In light of this, we’ve hand-picked a selection of bike safety innovations that may be appealing and stylish to the road enthusiast and cafe racer.
ICEdot is a small yellow pod that offers peace of mind to loved ones, letting them know if something has happened when you may not be able to. Using an accelerometer, gyroscope, and a low energy Bluetooth connection to a smartphone; the ICEdot uses a proprietary algorithm to detect an impact. The USB rechargeable crash sensor easily mounts to the back of any helmet with just a few zip-ties, or included industrial strength double-side tape.

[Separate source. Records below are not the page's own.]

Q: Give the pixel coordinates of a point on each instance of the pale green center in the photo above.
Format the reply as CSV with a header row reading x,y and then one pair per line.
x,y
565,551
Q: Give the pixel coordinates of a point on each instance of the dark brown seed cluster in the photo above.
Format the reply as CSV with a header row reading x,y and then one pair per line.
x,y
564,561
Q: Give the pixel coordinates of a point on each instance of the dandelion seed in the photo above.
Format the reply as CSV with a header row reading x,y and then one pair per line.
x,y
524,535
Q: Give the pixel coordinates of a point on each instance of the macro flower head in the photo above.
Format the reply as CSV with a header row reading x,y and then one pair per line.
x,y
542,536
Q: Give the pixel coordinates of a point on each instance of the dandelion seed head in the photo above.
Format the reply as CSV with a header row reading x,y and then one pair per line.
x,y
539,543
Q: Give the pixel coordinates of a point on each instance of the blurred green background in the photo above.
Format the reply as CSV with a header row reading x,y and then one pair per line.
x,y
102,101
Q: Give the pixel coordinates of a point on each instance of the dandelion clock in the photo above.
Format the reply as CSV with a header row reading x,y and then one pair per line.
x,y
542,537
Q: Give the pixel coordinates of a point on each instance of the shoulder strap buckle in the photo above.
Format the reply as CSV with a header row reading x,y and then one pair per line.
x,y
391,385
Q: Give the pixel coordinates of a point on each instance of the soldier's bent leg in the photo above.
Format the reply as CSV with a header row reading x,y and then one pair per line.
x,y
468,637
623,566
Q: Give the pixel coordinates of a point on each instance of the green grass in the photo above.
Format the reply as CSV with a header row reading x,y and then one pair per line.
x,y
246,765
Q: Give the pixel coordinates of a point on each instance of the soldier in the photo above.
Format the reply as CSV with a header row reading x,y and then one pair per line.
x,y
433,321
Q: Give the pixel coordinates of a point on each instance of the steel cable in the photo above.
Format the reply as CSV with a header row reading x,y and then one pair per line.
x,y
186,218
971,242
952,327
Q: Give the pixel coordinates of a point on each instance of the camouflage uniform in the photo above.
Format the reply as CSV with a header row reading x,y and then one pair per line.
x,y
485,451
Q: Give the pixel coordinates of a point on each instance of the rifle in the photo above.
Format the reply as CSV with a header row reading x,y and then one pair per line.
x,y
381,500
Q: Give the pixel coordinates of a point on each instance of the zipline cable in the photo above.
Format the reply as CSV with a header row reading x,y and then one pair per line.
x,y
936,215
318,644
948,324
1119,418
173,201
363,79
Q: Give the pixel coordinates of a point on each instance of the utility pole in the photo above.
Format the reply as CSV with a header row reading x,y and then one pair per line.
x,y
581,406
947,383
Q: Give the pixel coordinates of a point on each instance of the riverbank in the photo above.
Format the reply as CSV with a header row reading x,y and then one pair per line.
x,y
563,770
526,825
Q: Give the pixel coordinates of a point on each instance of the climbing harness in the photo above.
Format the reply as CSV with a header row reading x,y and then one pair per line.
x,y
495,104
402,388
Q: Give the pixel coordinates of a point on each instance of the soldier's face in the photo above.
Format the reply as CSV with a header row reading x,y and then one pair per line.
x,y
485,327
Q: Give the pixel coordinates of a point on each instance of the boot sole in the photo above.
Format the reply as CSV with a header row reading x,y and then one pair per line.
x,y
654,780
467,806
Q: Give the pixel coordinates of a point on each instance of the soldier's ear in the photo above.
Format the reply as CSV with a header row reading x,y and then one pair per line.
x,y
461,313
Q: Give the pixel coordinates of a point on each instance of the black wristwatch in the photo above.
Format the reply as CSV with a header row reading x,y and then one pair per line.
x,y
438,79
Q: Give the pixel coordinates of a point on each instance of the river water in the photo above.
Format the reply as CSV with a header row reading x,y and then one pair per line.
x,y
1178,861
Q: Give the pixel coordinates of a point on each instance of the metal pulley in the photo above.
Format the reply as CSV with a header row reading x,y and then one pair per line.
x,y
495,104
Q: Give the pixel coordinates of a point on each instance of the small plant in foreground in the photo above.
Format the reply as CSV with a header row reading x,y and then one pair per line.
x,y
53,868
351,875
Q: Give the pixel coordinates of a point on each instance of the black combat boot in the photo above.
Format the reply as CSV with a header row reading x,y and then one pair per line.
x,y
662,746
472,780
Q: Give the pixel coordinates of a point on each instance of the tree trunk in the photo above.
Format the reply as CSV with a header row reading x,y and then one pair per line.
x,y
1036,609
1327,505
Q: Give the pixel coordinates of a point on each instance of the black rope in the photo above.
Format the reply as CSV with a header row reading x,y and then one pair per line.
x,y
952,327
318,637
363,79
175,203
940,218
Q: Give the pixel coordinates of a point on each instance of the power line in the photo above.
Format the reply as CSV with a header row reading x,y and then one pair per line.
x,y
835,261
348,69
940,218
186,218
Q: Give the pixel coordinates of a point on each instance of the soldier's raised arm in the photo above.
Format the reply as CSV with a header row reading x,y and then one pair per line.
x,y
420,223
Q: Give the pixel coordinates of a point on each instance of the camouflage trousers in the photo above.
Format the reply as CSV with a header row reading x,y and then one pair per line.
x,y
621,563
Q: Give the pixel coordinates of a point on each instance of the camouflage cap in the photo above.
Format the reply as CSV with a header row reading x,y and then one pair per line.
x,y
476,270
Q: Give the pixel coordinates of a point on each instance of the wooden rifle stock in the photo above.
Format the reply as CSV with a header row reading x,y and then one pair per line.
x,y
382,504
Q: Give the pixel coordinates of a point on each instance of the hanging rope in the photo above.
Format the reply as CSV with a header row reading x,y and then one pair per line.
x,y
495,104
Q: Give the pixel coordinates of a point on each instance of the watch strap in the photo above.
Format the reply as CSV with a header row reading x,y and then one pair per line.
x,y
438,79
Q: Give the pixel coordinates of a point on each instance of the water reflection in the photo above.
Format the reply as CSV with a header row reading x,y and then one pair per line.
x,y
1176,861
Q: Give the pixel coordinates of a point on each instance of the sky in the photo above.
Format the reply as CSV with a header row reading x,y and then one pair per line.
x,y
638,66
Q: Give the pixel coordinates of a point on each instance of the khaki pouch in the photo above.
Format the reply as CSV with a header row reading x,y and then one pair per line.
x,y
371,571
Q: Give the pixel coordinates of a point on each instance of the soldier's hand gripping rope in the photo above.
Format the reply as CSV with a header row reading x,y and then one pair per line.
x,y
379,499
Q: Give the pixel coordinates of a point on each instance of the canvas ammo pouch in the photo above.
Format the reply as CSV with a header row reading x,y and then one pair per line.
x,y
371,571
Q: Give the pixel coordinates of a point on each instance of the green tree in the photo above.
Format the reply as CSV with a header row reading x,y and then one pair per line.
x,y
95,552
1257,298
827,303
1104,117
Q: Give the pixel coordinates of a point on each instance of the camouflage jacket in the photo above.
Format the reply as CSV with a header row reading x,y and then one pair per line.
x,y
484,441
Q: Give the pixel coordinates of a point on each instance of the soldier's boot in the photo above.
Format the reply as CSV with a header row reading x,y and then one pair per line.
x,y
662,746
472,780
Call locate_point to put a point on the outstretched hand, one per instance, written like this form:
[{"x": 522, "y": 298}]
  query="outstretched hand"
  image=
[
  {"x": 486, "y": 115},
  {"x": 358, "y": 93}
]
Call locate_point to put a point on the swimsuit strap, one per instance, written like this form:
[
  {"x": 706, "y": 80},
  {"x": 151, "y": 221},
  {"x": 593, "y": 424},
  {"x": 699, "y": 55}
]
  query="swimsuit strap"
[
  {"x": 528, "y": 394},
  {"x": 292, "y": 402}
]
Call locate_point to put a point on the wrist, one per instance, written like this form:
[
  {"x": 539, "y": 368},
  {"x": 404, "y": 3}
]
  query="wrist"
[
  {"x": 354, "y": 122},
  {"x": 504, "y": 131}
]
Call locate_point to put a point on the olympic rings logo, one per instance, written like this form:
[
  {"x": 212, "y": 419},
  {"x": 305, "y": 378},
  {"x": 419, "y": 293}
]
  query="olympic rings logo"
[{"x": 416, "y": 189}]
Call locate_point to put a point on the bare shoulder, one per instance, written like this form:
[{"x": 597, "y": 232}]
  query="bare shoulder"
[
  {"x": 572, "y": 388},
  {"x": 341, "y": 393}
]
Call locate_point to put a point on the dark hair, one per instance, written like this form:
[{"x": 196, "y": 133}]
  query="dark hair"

When the sensor detects an impact, it triggers an emergency countdown in the ICEdot app. If the countdown is not turned off before it reaches zero, the app promptly sends out a text message – to up to 10 predetermined emergency contacts – informing them there has been an incident, and its location, via a Google Maps link.
Read our review of the ICEdot here.
Fly6 rear camera
Following a successful Kickstarter campaign, the Australia-conceived Fly6 Rear Light is now in production and set for release towards the back end of the year. The brainchild of Andrew Hagen (CEO) and Kingsley Fiegert, Fly6 came to be after Fiegert was hit by something thrown from a passing car while riding in Perth. Combining a 15 lumen tail light and a rear facing camera into one unit, the Fly6 records 720p video onto the included microSD card. The 8GB class 10 card records about two hours of video before the device automatically loops back to the beginning – so the Fly6 is always watching your back.
During the day the Sugoi Zap jacket looks like any other understated cycling jacket, but after dark it truly begins to shine: artificial light from car headlights causes the jacket to light up like a fluorescent light bulb. It’s made from Sugoi’s pixel fabric, which contains highly reflective ground glass ‘pixels’ that glow evenly over the whole jacket when illuminated. The jacket itself does not light up, but it sure looks like it does.
POC AVIP range
Swedish company POC – best known for its snow and mountain bike helmets, body protection, and goggles – has recently launched its AVIP road cycling range. While you have probably noticed Garmin Sharp sporting POC’s sometimes Star Wars-esque lids (the Octal), there is also a selection of clothing and accessories (warmers, sunglasses, and gloves). POC’s entire road cycling range is underpinned by the AVIP concept, which stands for Attention, Visibility, Interaction and Protection. The collection is based around reflective logos, light and dark contrasts, and fluorescent zinc orange – all designed to draw attention.
ICNY reflective socks
£TBC (currently available direct from US, but we hope to see them over here soon)
According to a study conducted by the Queensland University of Technology, reflective strips are much more effective when located near moving joints. With many cycling shoes lacking substantial reflectivity, and the weather often being too warm for shoe covers, ICNY brings reflectivity to your feet. Employing simple 3M reflective dots, the ICNY socks come in a variety of shades and patterns. For those worried about proper sock height, the ICNY socks are ‘sockdoping’ approved.